S: Tranquila, ¿vale? Contra más nerviosa, más te dolerá, sólo dime si quieres que pare, ¿si? – Rachel asiente.
Procedo a quitarle la última prenda de ropa, noto como poco a poco está más a gusto y más cómoda.
Subo para darle un beso, y mi mano entra en Rachel, ella hace un pequeño gemido que corta con un beso. Juego con los dedos en dentro de ella y cada vez se pone más caliente, su piel arde, me gusta. Cada vez entran más adentro y los gemidos de Rachel cada vez son más grandes y más largos.
S: ¿Te estoy haciendo daño? – Rachel niega con la cabeza.
Sé que le está doliendo un poco, pero no me lo va ha decir, y yo no voy a parar porque se que ella no quiere que lo haga. Le beso el cuello para que cada vez esté menos nerviosa y le duela menos. A medida que mis dedos entran más en Rachel, ella gime más y eso me excita. Y llegamos al último punto, intento hacerlo lo menos doloroso posible, Rachel gime de tal manera que hasta sus padres podrían habernos escuchado. Lentamente retiro mi mano de dentro de ella y la vuelvo a poner en su pecho. Le muerdo un pezón con mi boca y ella vuelve a gemir.
Vuelvo a sus labios y esta vez saben mejor que nunca.

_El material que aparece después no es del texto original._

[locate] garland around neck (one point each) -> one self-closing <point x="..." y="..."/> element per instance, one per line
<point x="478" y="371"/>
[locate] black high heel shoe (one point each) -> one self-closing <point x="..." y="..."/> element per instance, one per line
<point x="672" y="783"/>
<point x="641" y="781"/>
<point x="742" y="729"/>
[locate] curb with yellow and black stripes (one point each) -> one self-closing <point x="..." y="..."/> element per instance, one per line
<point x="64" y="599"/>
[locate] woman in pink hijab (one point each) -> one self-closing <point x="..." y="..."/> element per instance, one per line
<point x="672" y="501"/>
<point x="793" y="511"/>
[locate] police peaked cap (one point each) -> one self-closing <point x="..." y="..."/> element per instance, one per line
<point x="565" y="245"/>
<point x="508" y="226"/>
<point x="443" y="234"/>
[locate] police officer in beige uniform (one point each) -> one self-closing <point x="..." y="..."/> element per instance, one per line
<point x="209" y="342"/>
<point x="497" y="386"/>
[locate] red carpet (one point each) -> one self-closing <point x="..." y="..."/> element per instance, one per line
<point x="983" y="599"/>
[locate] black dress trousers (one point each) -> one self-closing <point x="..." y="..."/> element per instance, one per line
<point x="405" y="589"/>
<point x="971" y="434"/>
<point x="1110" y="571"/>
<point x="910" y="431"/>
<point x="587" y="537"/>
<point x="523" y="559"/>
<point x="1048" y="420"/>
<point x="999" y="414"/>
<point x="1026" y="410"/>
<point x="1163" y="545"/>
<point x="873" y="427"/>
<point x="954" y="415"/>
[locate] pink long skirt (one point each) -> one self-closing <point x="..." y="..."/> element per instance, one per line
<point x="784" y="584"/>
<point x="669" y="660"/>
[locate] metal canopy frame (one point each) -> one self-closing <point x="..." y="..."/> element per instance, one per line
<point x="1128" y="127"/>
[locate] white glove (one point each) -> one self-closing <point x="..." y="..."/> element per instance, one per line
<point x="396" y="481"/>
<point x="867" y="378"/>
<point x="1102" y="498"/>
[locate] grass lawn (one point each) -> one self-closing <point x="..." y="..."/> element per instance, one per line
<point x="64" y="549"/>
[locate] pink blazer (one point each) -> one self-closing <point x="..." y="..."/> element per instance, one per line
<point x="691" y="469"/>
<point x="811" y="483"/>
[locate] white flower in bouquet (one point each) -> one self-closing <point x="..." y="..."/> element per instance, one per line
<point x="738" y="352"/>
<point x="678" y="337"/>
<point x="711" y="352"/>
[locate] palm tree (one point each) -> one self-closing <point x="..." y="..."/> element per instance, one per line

R: Te quiero. – la beso una vez más para que sepa que es correspondido. – Estoy muy cansada, si no fuera por eso, te haría…
S: Shhhh… es hora de dormir.
Cojo mi camiseta y me la pongo. Luego busco el jersey y las bragas de Rachel y se las doy, ella se lo pone. Pero no encontramos sus pantalones.
R: No importa, no los busques, estoy bien así.
Cuando nos queremos dar cuenta está amaneciendo.
S: Rachel, mira, está amaneciendo.
R: Siempre he querido ver la puesta del sol con la persona especial. – se gira y me besa. – hoy ha sido el día más especial de mi vida y todo gracias a ti.
S: Deja de decir eso. – le digo queriendo parecer enojada.
R: Te quiero. Te quiero. ¡Te quiero! – me dice alzando la voz.
S: Y yo a ti.
Rachel se sienta delante de mí, la cojo por la cintura y le hago caricias.
S: ¿Te he dicho lo preciosa que estás hoy? – Rachel se sonroja.
Nos quedamos unos minutos mirando el amanecer en silencio. Después nos estiramos en una manta y se pone encima de mi pecho. Hace bastante frío, así que con la otra manta la tapo.
R: Gracias. – Me da un último beso antes de quedarnos dormidas.